Having to call in every day to find out whether it is your day to be tested turns out to be powerful help in staying clean.

Other measures focus on taming crime:

David Kennedy of John Jay College in New York City has pioneered two related programs designed to go after the most violent dealers and organizations and to shut down the most violent market areas. His Drug Market Intervention program, first used in High Point, N.C., in 2004 and replicated many times in places such as Hempstead, N.Y., and Memphis, Tenn., focuses on areas where crack houses and flagrant street-corner dealing generate crime and disorder.

The first step, once the police negotiate community support, is to identify all the dealers and make cases against them. Then comes the surprising part: Instead of being arrested, the nonviolent dealers are called in for a meeting. (The handful of violent ones go to jail.) They are presented with the evidence against them — perhaps video of them making a sale — and confronted by angry neighbors, clergy and relatives. Each one is then offered a choice: Stop dealing and get help to turn your life around, or tell it to the judge.

The point is not to eliminate the drug supply but to force dealing into a less flagrant and socially damaging form: sales in bars or home delivery instead of street-corner transactions. The results have been spectacular, with long-established markets disappearing overnight.

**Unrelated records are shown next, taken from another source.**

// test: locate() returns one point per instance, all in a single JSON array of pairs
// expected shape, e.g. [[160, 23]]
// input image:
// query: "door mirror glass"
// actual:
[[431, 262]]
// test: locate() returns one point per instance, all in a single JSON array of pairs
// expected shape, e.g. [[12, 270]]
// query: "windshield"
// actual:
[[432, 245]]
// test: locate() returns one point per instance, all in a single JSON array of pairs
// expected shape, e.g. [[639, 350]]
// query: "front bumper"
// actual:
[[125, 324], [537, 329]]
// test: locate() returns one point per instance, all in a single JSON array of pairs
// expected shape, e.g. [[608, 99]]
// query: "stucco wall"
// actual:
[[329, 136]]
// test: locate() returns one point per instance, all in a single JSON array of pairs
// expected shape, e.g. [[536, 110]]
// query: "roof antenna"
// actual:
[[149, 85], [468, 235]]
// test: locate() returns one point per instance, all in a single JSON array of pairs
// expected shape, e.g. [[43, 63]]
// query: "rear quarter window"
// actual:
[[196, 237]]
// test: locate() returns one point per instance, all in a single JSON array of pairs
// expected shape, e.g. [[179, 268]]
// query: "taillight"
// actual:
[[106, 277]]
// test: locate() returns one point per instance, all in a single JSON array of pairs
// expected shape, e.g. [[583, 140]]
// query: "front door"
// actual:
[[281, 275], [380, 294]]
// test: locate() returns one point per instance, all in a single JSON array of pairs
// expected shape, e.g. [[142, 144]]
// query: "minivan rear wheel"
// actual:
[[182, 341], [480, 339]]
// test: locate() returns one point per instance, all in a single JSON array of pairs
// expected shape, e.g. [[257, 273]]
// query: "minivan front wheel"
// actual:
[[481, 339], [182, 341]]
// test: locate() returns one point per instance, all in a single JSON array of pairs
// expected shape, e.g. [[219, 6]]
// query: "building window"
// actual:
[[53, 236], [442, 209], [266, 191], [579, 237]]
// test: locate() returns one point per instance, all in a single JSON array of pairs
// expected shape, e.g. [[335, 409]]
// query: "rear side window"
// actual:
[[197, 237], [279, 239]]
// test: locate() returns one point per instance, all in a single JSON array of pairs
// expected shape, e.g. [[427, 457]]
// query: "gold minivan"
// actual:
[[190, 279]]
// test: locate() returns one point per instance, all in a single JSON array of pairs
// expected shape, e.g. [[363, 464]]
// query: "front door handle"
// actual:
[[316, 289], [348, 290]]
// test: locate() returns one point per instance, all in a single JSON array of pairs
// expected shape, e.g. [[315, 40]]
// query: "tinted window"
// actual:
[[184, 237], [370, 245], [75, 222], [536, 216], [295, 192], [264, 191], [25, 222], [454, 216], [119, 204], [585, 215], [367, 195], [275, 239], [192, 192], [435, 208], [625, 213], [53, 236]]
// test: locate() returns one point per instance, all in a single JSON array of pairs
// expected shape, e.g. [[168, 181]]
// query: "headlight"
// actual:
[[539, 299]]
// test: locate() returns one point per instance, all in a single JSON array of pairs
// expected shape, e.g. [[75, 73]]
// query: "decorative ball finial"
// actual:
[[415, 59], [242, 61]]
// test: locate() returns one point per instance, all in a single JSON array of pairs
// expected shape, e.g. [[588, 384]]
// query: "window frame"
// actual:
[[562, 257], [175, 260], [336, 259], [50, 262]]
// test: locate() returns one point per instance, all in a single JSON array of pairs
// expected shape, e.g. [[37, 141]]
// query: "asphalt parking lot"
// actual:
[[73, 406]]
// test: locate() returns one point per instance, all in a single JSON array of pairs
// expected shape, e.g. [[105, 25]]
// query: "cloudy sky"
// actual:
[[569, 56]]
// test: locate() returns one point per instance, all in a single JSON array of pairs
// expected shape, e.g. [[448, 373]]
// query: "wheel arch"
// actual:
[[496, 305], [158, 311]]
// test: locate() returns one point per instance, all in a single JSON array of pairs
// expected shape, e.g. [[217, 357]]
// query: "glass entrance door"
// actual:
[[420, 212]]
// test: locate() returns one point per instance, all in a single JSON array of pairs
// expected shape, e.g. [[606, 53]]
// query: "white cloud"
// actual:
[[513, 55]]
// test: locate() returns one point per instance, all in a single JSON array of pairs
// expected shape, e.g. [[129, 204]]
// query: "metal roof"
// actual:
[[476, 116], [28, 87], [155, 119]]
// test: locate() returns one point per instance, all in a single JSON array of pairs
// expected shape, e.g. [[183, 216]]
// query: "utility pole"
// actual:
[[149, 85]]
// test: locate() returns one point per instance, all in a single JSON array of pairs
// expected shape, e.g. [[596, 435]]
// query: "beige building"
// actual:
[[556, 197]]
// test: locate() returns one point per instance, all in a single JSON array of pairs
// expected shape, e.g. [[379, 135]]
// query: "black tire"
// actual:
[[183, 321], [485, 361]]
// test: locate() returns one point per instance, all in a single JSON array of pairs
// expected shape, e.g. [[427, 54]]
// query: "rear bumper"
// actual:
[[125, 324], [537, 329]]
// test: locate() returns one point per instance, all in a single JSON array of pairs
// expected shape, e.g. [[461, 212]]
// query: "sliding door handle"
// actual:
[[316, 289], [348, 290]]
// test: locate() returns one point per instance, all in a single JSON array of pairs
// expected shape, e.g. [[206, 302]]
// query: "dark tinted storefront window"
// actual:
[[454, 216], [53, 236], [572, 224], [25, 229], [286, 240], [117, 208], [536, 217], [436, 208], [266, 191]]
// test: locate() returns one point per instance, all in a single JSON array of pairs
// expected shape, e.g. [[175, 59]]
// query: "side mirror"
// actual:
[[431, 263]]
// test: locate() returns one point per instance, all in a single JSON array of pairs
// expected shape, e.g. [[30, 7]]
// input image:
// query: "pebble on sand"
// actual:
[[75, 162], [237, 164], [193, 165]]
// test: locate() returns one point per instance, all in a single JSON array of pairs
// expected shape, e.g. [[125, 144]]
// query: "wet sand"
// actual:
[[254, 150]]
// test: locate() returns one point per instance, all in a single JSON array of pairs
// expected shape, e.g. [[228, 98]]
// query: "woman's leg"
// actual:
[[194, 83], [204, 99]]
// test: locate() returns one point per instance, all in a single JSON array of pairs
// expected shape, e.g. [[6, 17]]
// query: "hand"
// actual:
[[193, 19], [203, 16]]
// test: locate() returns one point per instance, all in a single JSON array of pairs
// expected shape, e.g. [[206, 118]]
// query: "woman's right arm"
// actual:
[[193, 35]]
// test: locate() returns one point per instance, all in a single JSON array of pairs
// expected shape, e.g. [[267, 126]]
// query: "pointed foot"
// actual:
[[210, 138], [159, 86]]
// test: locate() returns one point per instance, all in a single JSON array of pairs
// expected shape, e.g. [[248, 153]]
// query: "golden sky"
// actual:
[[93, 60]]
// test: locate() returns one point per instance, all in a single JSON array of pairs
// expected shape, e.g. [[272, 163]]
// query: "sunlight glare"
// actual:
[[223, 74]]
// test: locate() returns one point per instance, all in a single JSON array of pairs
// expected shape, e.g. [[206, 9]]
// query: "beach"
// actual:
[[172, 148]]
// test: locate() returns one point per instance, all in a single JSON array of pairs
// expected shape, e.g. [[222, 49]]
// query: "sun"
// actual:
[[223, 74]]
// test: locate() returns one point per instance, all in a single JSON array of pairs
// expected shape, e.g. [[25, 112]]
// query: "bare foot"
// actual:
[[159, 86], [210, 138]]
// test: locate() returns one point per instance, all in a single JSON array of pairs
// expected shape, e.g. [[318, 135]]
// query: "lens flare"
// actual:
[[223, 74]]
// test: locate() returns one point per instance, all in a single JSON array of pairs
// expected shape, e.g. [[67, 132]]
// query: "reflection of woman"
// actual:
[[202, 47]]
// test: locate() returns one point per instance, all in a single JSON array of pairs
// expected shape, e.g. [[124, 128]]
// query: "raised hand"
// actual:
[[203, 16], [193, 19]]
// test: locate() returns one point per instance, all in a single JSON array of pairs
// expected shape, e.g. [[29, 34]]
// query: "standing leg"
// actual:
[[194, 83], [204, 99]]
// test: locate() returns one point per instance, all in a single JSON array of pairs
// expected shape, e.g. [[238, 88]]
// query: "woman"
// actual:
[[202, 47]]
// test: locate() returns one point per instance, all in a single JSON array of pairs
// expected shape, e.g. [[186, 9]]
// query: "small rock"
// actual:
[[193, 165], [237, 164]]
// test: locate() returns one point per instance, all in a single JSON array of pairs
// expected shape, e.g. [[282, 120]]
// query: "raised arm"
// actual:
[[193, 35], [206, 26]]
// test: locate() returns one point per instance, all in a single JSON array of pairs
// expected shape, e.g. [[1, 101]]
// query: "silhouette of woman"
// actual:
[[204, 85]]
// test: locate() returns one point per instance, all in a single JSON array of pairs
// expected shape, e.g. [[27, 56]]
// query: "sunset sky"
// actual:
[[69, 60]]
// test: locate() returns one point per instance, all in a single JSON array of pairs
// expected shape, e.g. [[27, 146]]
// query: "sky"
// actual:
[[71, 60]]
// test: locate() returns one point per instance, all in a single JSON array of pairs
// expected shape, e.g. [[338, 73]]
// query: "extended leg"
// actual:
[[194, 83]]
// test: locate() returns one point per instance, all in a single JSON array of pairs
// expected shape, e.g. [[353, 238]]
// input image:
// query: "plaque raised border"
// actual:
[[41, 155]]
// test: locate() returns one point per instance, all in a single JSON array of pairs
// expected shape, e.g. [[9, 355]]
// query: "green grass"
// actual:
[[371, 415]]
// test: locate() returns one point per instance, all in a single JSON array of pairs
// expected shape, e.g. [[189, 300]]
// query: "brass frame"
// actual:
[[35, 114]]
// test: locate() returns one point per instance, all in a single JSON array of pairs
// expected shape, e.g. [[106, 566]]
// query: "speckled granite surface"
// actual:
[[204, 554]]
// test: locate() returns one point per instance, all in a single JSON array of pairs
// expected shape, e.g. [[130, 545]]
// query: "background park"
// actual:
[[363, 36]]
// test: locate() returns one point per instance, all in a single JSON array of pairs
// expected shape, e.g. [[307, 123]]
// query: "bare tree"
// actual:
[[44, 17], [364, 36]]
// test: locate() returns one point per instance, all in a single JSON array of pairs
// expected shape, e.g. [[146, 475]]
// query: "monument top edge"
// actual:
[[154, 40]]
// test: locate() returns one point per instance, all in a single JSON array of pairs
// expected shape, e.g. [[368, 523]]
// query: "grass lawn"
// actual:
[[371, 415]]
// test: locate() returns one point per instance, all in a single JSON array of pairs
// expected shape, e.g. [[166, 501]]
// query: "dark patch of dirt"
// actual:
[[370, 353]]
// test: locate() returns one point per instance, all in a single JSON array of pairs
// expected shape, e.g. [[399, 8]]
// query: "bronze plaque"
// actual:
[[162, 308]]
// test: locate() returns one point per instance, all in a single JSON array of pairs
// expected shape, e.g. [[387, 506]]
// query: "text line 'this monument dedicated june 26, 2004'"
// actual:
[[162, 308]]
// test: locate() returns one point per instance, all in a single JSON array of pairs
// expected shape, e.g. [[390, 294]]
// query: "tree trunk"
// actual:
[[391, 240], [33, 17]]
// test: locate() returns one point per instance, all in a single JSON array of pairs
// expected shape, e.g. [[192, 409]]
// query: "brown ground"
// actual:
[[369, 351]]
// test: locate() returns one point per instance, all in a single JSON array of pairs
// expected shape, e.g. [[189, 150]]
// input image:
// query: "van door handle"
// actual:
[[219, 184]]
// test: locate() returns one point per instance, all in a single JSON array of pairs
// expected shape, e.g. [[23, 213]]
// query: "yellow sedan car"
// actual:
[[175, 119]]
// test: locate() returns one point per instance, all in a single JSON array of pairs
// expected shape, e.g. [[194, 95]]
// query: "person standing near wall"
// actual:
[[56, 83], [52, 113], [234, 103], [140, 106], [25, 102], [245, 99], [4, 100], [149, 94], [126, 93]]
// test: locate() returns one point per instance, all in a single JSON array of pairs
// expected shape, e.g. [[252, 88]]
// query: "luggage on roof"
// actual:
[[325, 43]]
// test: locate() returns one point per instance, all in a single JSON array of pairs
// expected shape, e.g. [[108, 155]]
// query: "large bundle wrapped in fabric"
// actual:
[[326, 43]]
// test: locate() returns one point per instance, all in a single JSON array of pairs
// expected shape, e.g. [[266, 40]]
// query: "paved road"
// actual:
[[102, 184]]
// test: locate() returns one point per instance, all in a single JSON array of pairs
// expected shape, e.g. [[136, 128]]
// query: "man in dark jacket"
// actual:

Prof. Kennedy’s other innovation was the Boston Ceasefire program. In 1996, violent youth gangs engaged in drug dealing and other crimes were brought in by the authorities and given a simple message: “If anyone in your gang shoots somebody, we will come down on every member of the gang for all of his illegal activity.” Suddenly gang members had a strong reason to enforce nonviolence on one another, and pressure from peers turned out to be more effective than pressure from police officers. Youth homicides dropped from two a month before the program started to none in the following two years.